Rent-seeking: An endless source of passive income fueling inequalities

Rent-seeking: An endless source of passive income fueling inequalities


“The Tunisian economy has for decades been held back by the dominance of a rent-seeking economy, which weighs heavily on its development,” highlighted the Tunisian Institute for Strategic Studies (ITES) in a note on “Policies to Combat the Rent Economy in Tunisia.”

According to ITES, over 50% of Tunisia’s economic sectors are subject to access restrictions, preventing new entrants from competing with established players and limiting entrepreneurial dynamism. This leads to an estimated 5% loss in productivity and the non-creation of 50,000 jobs annually.

The institute explains that the rent economy manifests in wealth capture by privileged groups through monopolies, import licenses, targeted subsidies, preferential loans, or complex administrative barriers.

This blocks competition, limits productive investment, stifles innovation, distorts markets, and fuels social inequalities.

Inequalities set to worsen

ITES warns that Tunisia faces growing economic and social inequalities, reduced innovation capacity, declining private investment, greater polarization in the labor market, and persistently low growth. “Rent diverts national wealth toward minority groups at the expense of the majority,” the report states.

To address this, ITES proposes actions to strengthen competition, improve economic governance, protect the middle class, stimulate innovation, and foster sustainable and inclusive growth.

Key recommendations include promoting genuine competition, strengthening

the independence of the Competition Council, reviewing sector regulations to eliminate excessive protections for interest groups and formally banning any exemptions to anti-cartel laws.

The institute also recommends ensuring market contestability, simplifying procedures for concessions and licenses, combating informal barriers (clientelism) via independent audits, facilitating SME and start-up access to finance and introducing transparent criteria for public procurement eligibility.

Combating “opaque tax arrangements”

It is also recommended to eliminate unjustified tax breaks gradually, enhance income and property tax progressivity, centralize and digitize tax data to reduce evasion, establish transparent monitoring systems and combat opaque fiscal privileges.

Furthermore, ITES proposes to reorient investment policy towards value addition, by simplifying and unifying the regulatory framework for investments, refocusing aid and subsidies on sectors with high technological potential and local SMEs, and setting up a single digital portal for all procedures, to accelerate business creation.

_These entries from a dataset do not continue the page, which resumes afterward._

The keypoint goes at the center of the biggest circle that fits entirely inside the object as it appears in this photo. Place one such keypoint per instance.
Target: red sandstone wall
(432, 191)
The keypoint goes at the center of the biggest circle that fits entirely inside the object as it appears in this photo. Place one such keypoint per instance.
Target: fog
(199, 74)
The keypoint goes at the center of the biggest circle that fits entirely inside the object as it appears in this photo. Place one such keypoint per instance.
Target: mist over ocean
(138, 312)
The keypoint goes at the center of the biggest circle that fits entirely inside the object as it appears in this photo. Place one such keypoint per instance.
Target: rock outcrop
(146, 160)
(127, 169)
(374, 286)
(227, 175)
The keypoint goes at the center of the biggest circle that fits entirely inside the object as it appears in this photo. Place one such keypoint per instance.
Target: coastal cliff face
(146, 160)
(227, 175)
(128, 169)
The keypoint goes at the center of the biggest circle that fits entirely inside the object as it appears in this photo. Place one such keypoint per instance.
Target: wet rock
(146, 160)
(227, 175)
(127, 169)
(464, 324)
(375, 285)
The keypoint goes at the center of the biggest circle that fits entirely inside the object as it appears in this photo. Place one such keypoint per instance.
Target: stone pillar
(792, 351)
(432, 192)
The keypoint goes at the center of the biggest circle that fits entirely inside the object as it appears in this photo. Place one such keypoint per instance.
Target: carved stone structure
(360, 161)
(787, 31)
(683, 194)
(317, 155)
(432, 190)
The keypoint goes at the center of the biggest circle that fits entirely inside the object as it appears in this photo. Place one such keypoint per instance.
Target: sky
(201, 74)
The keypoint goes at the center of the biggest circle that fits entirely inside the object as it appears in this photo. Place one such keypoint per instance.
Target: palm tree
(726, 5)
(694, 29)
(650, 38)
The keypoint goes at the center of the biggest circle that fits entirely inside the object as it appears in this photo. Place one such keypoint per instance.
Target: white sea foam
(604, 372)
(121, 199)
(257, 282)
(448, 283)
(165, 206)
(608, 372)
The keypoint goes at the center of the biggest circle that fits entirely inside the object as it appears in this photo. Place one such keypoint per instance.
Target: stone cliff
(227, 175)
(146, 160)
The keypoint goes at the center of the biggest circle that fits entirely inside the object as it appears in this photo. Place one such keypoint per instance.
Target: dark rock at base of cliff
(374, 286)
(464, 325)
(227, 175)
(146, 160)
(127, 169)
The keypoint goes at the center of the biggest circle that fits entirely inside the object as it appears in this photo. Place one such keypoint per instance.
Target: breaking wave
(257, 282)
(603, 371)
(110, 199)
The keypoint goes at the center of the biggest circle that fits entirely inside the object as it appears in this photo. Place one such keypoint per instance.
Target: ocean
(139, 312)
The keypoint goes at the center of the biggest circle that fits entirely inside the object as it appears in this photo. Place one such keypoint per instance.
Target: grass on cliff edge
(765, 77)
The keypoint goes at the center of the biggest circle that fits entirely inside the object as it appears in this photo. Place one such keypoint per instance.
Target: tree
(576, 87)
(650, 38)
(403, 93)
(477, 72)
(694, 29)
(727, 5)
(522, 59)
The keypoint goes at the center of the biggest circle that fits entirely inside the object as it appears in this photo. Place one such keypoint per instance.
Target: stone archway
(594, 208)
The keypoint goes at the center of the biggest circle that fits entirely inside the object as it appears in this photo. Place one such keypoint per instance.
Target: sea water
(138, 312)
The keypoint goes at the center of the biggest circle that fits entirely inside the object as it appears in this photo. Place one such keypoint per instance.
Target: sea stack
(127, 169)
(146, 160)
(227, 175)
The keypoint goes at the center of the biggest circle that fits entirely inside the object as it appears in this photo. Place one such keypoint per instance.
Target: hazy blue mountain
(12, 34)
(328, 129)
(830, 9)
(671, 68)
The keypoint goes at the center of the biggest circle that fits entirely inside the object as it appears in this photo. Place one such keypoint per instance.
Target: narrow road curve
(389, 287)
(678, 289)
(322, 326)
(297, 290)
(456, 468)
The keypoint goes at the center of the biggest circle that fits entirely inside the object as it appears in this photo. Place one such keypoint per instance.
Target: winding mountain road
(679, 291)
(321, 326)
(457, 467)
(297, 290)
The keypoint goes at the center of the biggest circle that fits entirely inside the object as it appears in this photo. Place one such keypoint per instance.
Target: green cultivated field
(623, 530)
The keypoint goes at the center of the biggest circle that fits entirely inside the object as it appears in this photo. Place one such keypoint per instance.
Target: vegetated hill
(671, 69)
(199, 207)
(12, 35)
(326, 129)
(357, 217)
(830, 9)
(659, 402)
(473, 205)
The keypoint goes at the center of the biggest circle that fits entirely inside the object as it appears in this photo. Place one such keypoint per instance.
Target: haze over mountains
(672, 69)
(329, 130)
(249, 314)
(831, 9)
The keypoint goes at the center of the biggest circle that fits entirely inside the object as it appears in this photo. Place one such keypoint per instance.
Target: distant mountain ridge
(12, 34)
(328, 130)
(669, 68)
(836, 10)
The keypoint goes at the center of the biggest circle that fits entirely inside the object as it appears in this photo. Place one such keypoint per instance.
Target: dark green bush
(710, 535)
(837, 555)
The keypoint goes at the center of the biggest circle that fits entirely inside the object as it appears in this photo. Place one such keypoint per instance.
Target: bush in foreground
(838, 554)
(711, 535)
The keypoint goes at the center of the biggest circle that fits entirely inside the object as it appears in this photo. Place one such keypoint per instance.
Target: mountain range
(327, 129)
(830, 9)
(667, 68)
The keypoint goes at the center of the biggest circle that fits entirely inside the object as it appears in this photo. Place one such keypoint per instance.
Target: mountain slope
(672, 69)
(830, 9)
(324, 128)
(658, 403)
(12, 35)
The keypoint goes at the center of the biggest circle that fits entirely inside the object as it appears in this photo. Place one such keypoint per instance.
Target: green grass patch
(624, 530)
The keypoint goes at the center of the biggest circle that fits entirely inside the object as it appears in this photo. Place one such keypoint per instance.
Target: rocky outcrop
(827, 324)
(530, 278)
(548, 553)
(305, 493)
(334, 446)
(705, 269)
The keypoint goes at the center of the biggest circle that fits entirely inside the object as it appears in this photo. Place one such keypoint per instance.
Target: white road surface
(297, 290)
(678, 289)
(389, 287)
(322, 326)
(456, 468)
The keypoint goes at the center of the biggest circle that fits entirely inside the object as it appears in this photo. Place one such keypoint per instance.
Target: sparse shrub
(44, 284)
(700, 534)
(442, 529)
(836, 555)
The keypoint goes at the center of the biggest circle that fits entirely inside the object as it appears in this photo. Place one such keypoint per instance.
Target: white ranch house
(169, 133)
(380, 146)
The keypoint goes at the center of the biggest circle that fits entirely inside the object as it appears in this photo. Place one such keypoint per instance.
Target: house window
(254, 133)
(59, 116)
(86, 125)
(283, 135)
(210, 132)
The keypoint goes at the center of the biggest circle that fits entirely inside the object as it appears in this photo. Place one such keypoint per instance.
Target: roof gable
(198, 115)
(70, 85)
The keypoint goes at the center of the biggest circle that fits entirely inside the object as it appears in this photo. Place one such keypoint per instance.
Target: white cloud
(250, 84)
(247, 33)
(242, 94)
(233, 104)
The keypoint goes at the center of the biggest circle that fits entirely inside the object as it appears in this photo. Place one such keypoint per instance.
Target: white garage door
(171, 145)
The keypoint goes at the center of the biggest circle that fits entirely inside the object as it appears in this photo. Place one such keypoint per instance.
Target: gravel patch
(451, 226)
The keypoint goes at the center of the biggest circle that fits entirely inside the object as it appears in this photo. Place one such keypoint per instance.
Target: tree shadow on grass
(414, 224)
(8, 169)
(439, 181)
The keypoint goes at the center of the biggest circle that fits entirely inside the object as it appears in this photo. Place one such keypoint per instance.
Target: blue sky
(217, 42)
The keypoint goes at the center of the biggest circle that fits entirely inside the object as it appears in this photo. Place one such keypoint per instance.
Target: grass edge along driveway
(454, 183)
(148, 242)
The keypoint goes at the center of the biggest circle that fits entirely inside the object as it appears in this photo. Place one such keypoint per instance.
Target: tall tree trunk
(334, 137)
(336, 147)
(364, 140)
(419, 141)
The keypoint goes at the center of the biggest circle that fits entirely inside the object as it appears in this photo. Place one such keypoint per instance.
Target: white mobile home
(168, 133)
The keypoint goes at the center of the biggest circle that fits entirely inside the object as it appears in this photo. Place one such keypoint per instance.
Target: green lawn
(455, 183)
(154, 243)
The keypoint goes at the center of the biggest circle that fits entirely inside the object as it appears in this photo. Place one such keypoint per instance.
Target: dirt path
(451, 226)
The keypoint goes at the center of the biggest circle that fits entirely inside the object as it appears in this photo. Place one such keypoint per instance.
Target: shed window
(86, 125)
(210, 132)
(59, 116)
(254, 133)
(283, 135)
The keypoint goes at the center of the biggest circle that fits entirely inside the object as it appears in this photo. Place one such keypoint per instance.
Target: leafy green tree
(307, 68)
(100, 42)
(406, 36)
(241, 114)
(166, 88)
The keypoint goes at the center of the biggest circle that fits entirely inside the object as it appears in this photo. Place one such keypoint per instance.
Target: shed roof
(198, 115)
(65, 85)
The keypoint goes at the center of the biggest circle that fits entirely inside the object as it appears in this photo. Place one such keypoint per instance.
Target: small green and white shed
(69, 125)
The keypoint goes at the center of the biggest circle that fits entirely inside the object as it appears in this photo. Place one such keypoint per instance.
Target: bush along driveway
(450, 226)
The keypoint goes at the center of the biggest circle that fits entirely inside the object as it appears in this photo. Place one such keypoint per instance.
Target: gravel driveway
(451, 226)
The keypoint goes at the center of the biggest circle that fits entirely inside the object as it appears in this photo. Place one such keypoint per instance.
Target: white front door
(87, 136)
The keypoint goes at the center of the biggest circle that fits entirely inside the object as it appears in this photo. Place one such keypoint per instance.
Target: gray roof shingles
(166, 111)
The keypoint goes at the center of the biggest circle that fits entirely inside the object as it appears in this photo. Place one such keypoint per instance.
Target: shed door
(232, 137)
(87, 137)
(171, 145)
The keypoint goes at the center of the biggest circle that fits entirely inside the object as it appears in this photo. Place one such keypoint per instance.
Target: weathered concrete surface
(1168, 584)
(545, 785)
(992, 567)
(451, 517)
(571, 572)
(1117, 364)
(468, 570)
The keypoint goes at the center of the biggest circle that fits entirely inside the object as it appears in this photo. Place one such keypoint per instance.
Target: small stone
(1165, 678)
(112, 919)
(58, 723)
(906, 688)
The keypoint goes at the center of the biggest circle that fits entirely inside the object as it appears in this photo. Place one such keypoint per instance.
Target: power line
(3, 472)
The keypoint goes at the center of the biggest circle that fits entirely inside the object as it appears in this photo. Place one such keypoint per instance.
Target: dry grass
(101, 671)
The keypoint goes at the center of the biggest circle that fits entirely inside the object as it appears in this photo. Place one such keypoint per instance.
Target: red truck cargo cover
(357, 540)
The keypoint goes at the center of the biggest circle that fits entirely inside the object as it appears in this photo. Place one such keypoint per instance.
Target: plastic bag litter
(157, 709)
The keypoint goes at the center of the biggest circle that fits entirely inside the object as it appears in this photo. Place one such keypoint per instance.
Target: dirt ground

It also recommended improving economic governance and transparency, through the establishment of an open data portal bringing together all public information, the regular publication of the beneficiaries of concessions, public contracts…, and the creation of multi-party bodies to monitor reforms.

The effort must also be directed, according to ITES, towards reforming the banking system (increasing transparency on credit granting criteria, establishing specific mechanisms for innovative SMEs to access finance…), administrative reform (reducing physical contact between economic actors and the administration, ensuring the digital archiving and auditability of all economic procedures…), land reform (publishing land prices by geographical area, introducing a differentiated tax on unproductive or speculative land capital gains…), and human capital reform (ensuring transparency in public recruitment, combating market access rents through informal networks…).

Finally, ITES asserts that the fight against the rentier economy “is a major and complex undertaking, requiring coordination between the different components of the State, the private sector, civil society, and international partners,” adding that “success will depend not only on technical reforms, but also on constant and shared political will.”